Tony believes, when you go into a bar and order a classic cocktail, such as the Negroni, the classic cocktail is what you should expect. Bartenders love to make variations of classic cocktails, and perhaps ego dictates that the bartender thinks she knows best. And serves her cocktail to an unsuspecting guest. That, dear bartender, is a no-no. The bartender is obliged to serve the customer the true classic cocktail. However, if a customer asks to change up proportions or spirits, then cool, it’s the customer’s prerogative and a good opportunity for the bartender to introduce his or her own variation.
Gary also suggests you can fudge on the 1:1:1 proportions of the ingredients as he prefers to “Go up on the gin, the Campari or the vermouth. These three ingredients are soul mates (his words, my emphasis) and they support each other no matter how you try to fool them.” If they are ‘soul mates, Gary, then why are you defending “to the death” that using other spirits is okay, yet, still call a drink a Negroni?
Listen up to this story from Judge John Hodgman who has a little advice column in the New York Times magazine. A woman wrote that she had a decades(!) long dispute with her husband about putting cauliflower in her Caesar salad. (I plotzed) She consulted a foodie to settle the argument who sided with the woman! John Hodgman answered that the Caesar salad “is a documented, modern salad, invented in the 1920’s” defined by its ingredients – romaine, garlic, egg yolk, Worcestershire, Parmesan and croutons. No substitutions. He goes on to say, quite emphatically, “And while I can’t prohibit you from insulting that tradition with cauliflower, take credit for your innovation and call it what it is: Jillian’s Quebecois Non-Caesar.” Yes, just call it something else because it isn’t a Caesar salad.

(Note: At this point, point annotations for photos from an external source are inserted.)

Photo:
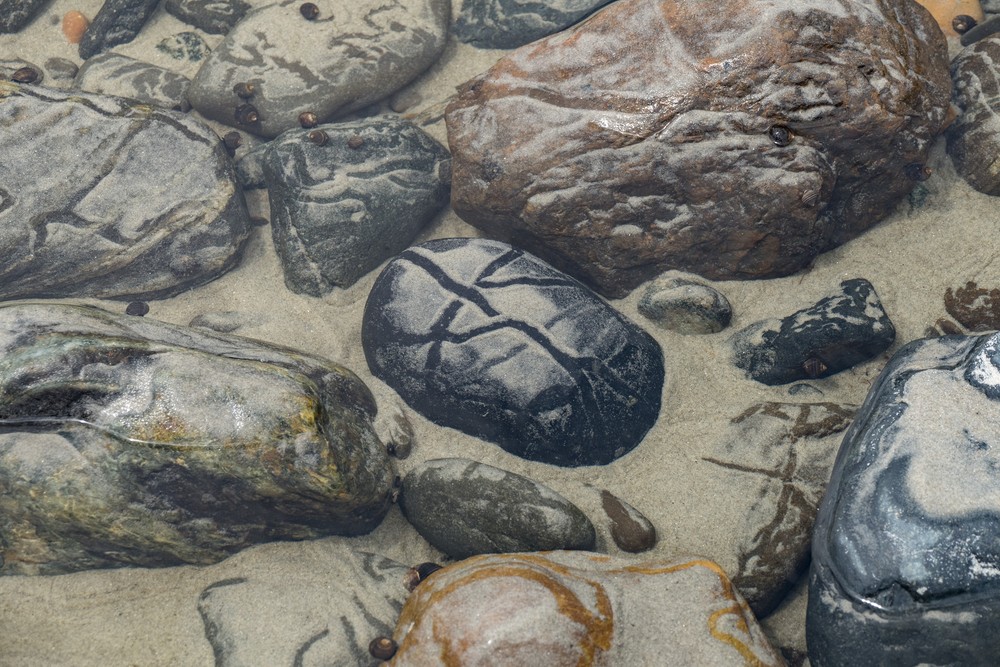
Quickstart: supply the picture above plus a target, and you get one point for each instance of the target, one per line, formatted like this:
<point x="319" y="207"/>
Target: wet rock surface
<point x="578" y="149"/>
<point x="127" y="441"/>
<point x="487" y="339"/>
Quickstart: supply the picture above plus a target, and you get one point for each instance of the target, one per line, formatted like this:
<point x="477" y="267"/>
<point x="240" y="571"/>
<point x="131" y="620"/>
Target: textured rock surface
<point x="905" y="560"/>
<point x="129" y="441"/>
<point x="839" y="331"/>
<point x="351" y="55"/>
<point x="785" y="129"/>
<point x="465" y="508"/>
<point x="579" y="609"/>
<point x="81" y="174"/>
<point x="341" y="209"/>
<point x="479" y="336"/>
<point x="974" y="138"/>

Gary correctly points out that “there is no regulatory board governing the names of drinks” and postulates that the food world tweaks recipes while still, for example, calling béarnaise, béarnaise. I understand. He’s comparing the original Negroni with the one that has evolved into today’s beautiful cocktail, but béarnaise variations are indeed respectfully called different names, to wit:
Derivatives of Béarnaise sauce
- Sauce Choron is a variation of béarnaise without tarragon or chervil, plus added tomato purée.
- Sauce Foyot (a.k.a. Valois) is béarnaise with meat glaze
- Sauce Paloise is a version of béarnaise with mint substituted for tarragon
Thusly, “The Boulevardier”, Negroni’s closest cousin, could easily have been called, according to today’s Negroni obsession, Bourbon Negroni, but whoever invented it had the decency to call this delicious cocktail an original name. The Negroni, once again, is made only with gin, Campari, sweet vermouth and an orange twist. So, bartenders, go ahead, innovate your little hearts out with ingredients, imagine that your new cocktail is a Negroni variation, but please don’t call it a Negroni. Because it isn’t.